Traceback (most recent call last): File "test.py", line 69, in <module> loss.backward() File "C:\Users\yana\AppData\Local\Continuum\anaconda3\envs\fastai\lib\site-packages\torch\autograd\variable.py", line 167, in backward torch.autograd.backward(self, gradient, retain_graph, create_graph, retain_variables) File "C:\Users\yana\AppData\Local\Continuum\anaconda3\envs\fastai\lib\site-packages\torch\autograd\__init__.py", line 99, in backward variables, grad_variables, retain_graph) RuntimeError: element 0 of variables tuple is volatile

i’m getting this error now

maybe i should add:
out.volatile = False out.requires_grad = True

I ran the test and added (out.volatile=False and out.requires_grad=True) and it worked fine.
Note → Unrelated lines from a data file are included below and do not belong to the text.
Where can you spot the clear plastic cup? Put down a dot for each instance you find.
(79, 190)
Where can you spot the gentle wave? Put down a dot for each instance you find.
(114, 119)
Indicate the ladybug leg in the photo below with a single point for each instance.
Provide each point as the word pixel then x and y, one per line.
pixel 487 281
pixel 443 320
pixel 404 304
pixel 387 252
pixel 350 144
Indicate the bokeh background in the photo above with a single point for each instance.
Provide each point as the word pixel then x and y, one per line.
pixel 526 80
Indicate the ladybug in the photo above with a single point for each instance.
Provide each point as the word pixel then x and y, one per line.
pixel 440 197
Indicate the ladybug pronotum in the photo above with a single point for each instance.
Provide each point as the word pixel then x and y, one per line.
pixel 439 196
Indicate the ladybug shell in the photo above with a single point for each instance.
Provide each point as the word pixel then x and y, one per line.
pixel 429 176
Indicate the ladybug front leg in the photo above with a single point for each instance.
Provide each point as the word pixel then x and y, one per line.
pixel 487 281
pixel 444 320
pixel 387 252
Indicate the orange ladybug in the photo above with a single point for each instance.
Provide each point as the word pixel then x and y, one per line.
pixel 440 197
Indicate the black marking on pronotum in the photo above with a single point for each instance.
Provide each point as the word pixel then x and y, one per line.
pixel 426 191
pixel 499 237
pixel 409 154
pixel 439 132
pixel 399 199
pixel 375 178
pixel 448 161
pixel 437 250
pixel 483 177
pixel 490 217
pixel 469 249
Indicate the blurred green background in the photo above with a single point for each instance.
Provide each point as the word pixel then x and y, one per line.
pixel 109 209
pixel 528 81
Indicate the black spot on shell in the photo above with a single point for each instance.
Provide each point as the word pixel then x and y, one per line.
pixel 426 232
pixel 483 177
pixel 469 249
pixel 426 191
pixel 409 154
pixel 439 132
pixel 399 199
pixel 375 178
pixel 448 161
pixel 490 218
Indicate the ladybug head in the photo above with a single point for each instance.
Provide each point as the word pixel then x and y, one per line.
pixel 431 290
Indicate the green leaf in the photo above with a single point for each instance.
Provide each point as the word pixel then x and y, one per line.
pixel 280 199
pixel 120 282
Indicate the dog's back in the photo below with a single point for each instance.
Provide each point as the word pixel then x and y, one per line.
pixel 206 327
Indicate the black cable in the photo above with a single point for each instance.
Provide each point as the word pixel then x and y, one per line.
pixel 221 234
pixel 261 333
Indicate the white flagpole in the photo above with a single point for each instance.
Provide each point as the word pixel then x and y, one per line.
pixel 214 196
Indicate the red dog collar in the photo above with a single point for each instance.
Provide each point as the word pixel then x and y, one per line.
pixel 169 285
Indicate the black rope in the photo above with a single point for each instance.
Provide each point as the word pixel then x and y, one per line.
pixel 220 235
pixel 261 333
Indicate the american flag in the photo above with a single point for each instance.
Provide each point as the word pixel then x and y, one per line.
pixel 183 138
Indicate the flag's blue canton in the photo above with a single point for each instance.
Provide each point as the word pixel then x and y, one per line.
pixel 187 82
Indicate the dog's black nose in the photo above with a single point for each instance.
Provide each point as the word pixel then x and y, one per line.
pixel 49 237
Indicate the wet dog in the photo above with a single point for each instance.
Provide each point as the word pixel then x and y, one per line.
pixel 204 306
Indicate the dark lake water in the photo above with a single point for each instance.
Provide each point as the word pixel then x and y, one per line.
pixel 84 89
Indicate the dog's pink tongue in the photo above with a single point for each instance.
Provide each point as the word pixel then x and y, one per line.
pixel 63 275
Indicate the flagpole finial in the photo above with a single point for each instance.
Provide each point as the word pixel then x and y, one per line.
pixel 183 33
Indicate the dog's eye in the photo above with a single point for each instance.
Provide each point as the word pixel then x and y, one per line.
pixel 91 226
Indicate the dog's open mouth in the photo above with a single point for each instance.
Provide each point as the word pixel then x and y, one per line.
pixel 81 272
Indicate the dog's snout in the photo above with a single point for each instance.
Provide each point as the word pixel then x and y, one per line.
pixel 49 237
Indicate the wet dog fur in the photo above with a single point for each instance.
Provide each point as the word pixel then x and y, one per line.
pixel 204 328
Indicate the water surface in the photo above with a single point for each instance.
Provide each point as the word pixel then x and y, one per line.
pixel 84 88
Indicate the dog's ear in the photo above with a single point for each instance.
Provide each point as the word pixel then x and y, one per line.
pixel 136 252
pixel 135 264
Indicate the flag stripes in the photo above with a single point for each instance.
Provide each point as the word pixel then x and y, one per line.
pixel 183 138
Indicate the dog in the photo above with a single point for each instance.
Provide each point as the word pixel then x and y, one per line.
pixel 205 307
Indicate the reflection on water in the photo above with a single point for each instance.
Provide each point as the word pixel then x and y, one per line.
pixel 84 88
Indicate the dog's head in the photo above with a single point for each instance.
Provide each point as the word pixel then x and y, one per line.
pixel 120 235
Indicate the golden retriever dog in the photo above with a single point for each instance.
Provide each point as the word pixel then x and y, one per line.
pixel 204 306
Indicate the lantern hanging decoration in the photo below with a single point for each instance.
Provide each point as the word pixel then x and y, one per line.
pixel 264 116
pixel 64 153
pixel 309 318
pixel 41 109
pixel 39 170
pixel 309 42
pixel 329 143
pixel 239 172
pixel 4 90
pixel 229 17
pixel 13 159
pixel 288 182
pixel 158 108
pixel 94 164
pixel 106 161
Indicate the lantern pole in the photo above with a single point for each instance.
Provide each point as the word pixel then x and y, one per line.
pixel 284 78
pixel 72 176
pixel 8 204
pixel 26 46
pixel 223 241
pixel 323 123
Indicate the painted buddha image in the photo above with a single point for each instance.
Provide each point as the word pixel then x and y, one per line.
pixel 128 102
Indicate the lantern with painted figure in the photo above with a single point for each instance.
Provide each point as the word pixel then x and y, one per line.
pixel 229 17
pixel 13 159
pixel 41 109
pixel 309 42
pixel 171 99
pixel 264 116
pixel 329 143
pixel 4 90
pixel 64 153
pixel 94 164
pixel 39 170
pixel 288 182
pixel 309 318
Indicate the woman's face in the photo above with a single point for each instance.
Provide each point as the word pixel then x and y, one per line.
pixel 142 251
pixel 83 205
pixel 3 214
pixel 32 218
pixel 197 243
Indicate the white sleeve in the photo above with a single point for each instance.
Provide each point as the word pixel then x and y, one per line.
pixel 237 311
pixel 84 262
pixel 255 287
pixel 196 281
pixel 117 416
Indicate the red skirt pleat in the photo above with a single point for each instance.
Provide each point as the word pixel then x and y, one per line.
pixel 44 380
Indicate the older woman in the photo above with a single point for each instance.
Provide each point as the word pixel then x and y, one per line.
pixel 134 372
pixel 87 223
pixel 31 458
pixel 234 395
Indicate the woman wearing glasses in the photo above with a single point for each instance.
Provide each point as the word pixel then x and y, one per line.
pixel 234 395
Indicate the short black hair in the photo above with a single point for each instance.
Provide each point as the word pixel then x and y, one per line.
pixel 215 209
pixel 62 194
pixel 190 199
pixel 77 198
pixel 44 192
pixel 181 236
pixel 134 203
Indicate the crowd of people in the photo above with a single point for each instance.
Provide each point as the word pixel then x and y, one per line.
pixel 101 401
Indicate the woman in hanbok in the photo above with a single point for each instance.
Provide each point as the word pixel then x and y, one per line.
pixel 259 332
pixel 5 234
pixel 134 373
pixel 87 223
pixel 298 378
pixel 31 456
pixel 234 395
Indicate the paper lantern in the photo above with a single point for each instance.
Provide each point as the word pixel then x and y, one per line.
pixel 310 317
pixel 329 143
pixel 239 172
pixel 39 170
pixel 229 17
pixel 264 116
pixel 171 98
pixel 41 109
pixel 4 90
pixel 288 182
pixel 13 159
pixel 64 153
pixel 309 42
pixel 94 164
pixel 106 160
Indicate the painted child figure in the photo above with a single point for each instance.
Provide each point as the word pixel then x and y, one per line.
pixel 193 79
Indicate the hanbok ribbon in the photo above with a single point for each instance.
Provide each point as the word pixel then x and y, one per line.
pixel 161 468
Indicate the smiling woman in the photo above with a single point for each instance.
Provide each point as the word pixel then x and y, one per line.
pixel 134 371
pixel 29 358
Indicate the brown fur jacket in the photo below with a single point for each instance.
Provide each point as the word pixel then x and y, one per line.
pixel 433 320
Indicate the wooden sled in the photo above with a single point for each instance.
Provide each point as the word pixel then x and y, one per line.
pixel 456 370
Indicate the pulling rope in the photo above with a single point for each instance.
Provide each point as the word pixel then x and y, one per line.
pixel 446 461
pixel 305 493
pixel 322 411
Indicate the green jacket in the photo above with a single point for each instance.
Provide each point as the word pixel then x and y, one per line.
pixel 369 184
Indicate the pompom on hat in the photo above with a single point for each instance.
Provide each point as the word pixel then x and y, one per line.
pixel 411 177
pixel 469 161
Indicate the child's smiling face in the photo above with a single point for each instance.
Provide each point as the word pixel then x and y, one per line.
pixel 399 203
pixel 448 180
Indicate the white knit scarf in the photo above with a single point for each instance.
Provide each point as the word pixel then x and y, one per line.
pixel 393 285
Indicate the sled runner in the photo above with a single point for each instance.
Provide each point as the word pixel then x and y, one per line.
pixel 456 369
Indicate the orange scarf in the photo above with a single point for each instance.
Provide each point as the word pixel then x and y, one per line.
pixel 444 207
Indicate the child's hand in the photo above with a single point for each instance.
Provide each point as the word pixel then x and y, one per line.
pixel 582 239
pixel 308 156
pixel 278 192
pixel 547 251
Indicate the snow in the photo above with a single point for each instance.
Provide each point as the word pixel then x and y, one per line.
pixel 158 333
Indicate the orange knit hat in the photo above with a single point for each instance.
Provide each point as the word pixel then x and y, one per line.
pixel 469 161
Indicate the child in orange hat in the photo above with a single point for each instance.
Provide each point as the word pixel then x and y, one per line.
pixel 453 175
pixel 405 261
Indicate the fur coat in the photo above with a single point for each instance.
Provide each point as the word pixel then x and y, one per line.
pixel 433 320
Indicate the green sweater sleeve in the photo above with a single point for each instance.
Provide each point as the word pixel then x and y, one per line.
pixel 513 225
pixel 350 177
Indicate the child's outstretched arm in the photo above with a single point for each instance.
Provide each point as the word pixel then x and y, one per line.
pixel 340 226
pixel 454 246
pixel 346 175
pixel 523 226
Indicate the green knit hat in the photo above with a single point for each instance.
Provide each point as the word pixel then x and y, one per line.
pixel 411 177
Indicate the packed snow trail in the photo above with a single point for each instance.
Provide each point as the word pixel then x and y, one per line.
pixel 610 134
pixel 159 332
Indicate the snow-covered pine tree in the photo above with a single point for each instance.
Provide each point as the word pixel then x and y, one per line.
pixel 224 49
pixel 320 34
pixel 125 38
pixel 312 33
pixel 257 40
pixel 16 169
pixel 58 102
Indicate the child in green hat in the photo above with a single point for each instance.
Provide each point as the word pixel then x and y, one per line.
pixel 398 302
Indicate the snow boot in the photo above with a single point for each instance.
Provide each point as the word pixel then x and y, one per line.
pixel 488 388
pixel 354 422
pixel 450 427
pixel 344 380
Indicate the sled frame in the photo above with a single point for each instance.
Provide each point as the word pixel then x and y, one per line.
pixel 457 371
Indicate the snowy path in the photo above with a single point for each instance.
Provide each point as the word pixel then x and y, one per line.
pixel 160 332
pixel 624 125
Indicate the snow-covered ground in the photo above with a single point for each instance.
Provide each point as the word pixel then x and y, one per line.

the results are: the GPUs RAM not increasing so is the CPU RAM is not increasing.

I also added the print for stage1 and the grad is None and my RAM on CPU keep increasing.

out should require gradients, since it’s the trainable part of your stage 2 model.
The GPU RAM is fine now? The CPU RAM is still increasing or not?

yup, GPU RAM is fine but the CPU RAM still increasing

1 Like

I’m not seeing any obvious mistakes in your code.
Could you try to build from master? You can find the instructions here. It should be quite easy. Let me know, if you encounter any problems while installing.

OK, so I managed to find a workaround on RAM increasing, the solution was your previous suggestion to my other post to do the standardization in the Dataset and return multiple inputs. I think it was because i normalized my inputs inside the wrapper/ensemble model maybe there were variables that were still exists and caused the memory leak.
Thank you for all your help!
means a lot!

1 Like

You’re welcome, I’m glad you’ve found the cause for the memory increase.
It’s interesting, that the normalization seems to be the bad guy here.
I’ll have another look at it and try to find out why this happened.

I got the same situation while inference mode. I know that we need to do the standardization in the Dataset before feeds them into the model.

So in training code, I have:

# dataloader.py
self.transform = transforms.Compose([transforms.RandomResizedCrop(224),
                                     transforms.Normalize(mean=mean, std=std)])
# train.py
logits = self.model(imgs)   #Resnet101

It totally fine but you know, we trained our model with 224x224px and maybe do some data augmentation to force CNN to learn the recognize the image features/pattern in different regions of the images. However, when inference, the size of the image can vary since we using Global Average Pooling, like 224x400px or 400x224px, it’s a bad idea if we apply CenterCroping or Resize to 224x224px in here.

So in inference code, I have:

# dataloader.py
self.transform = transforms.Compose([transforms.Resize(224), # resize the smallest edge to 224px.
                                     transforms.Normalize(mean=mean, std=std)])
# train.py
logits = self.model(imgs)   #Resnet101

The memory leak happens. Do you guys have any idea?

I also had RAM increase problem during inference. I solved my problem by set pin_memory = False in the Dataloader. "pin_memory = True " didn’t cause any problem during training.